John Boehner’s last two serious challengers for his Ohio eighth district congressional seat both got fired during their campaigns — and one of them was told explicitly that he was getting canned for running against Boehner.
The Daily Caller exclusively reported Monday that Boehner’s tea party primary challenger J.D. Winteregg was fired from his job as an adjunct professor at Ohio’s Cedarville University for running an anti-Boehner campaign ad accusing the speaker of “Electile Dysfunction.” Winteregg is challenging Boehner in the district’s May 6 Republican primary.
“I would say the raciness of it, sure,” was the reason the Christian college fired Winteregg, Cedarville University spokesman Mark Weinstein told TheDC, referring to the sexual innuendo in Winteregg’s ad. Weinstein also told FoxNews.com that “(At Cedarville) we don’t get into politics.”
But Cedarville University chancellor Dr. William Brown participated in a press conference Monday in Ohio calling for Boehner, his congressman, to pass immigration reform. Brown participated in the event one day before joining a group of pastors in flying to Washington, D.C. to meet with their representatives to discuss the issue. Cedarville University has featured an internship in Boehner’s congressional office as an official discipline-related experience for students.
Winteregg is not the first Boehner challenger to lose his employment while on the campaign trail.
Justin Coussoule, a West Point graduate and former army captain working as a purchasing manager for Cincinnati-based consumer products manufacturer Procter & Gamble in Ohio when he ran against Boehner as a Democrat in 2010, was fired from his job for taking on the veteran lawmaker.
“In Justin’s case he was faced with resignation or termination from Procter & Gamble. They were surprised that anyone would want to run against John Boehner because he had been, as they said, so good for their business,” Alliea Phipps, Coussoule’s 2010 campaign manager, told TheDC.
A vice president of government relations at Procter & Gamble took Coussoule out for coffee after he first decided to run against Boehner, and pressured him not to do it.
“The exact phrase was, ‘Why would you want to run against John Boehner? He’s been so good for our business,” Phipps said. But Coussoule decided to run anyway, taking out a loan on his house and signing up campaign staff to work for free.
Boehner reportedly owns between $15,0001 and $50,000 in Procter & Gamble stock, which he reported on his 2012 financial disclosure. Boehner held only between $1,001 to $15,000 in the company’s stock, according to his 2009 disclosure, which he filed before the race against Coussoule. His 2010 disclosure shows him holding between $15,001 and $50,000 in the company’s stock. Procter & Gamble contributed $5,000 to Boehner’s 2010 campaign.

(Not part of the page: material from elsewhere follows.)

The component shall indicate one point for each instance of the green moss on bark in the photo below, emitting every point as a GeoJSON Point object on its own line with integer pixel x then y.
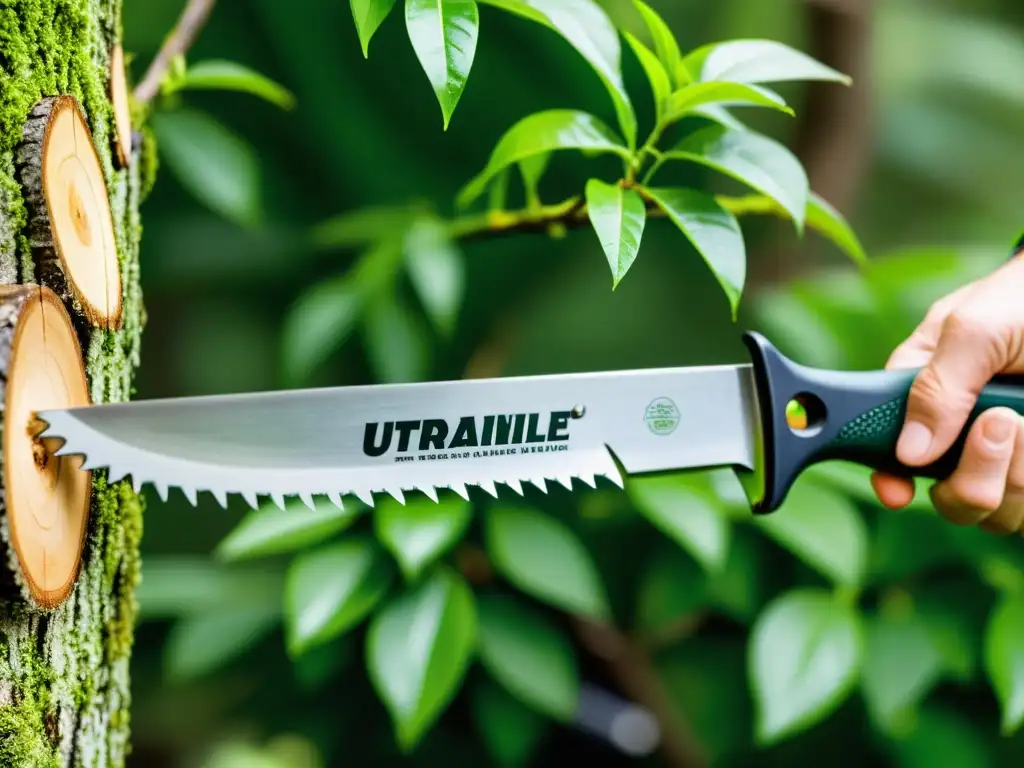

In April 2010, shortly before Coussoule became the Democratic nominee in the race in May, a Procter & Gamble official told him that he needed to resign or be terminated, specifically because he was running for Congress in the eighth district, according to Phipps.
The company specified that its policy forbidding him from keeping his job if he won the primary only applied to him. Coussoule chose to be terminated. Coussoule’s wife, who also worked at the company, was transferred out of state several weeks before the election. Coussoule, who had two small children, decided to move with her after the election, and now no longer lives in Ohio.
“They have a policy of giving their employees a hiatus to run for office. Justin had filed for that before the primary. They had another employee who was an elected official and another employee who was running for [local] office in 2010,” Phipps said. “He followed all of their procedures and their processes to the letter. He had done everything procedurally that he should have done.”
Boehner defeated Coussoule 66 to 34 percent in the November 2010 election. Phipps noted that “[Boehner] actually had to come home and campaign. It was the first time ever.”
Boehner has been forced to mount a campaign in his district this year to hold off Winteregg, paying people to go door-to-door for him and sending out mailings touting his campaign slogan, “One of Us.”
“So a Democrat is trying to help fabricate some kind of ridiculous conspiracy theory? This just shows the Obama political machine will do whatever it takes to try and weaken the Speaker’s campaign to cut spending, repeal ObamaCare and create jobs,” Cory Fritz, spokesman for Boehner’s political office, told TheDC.
Procter & Gamble did not return a request for comment.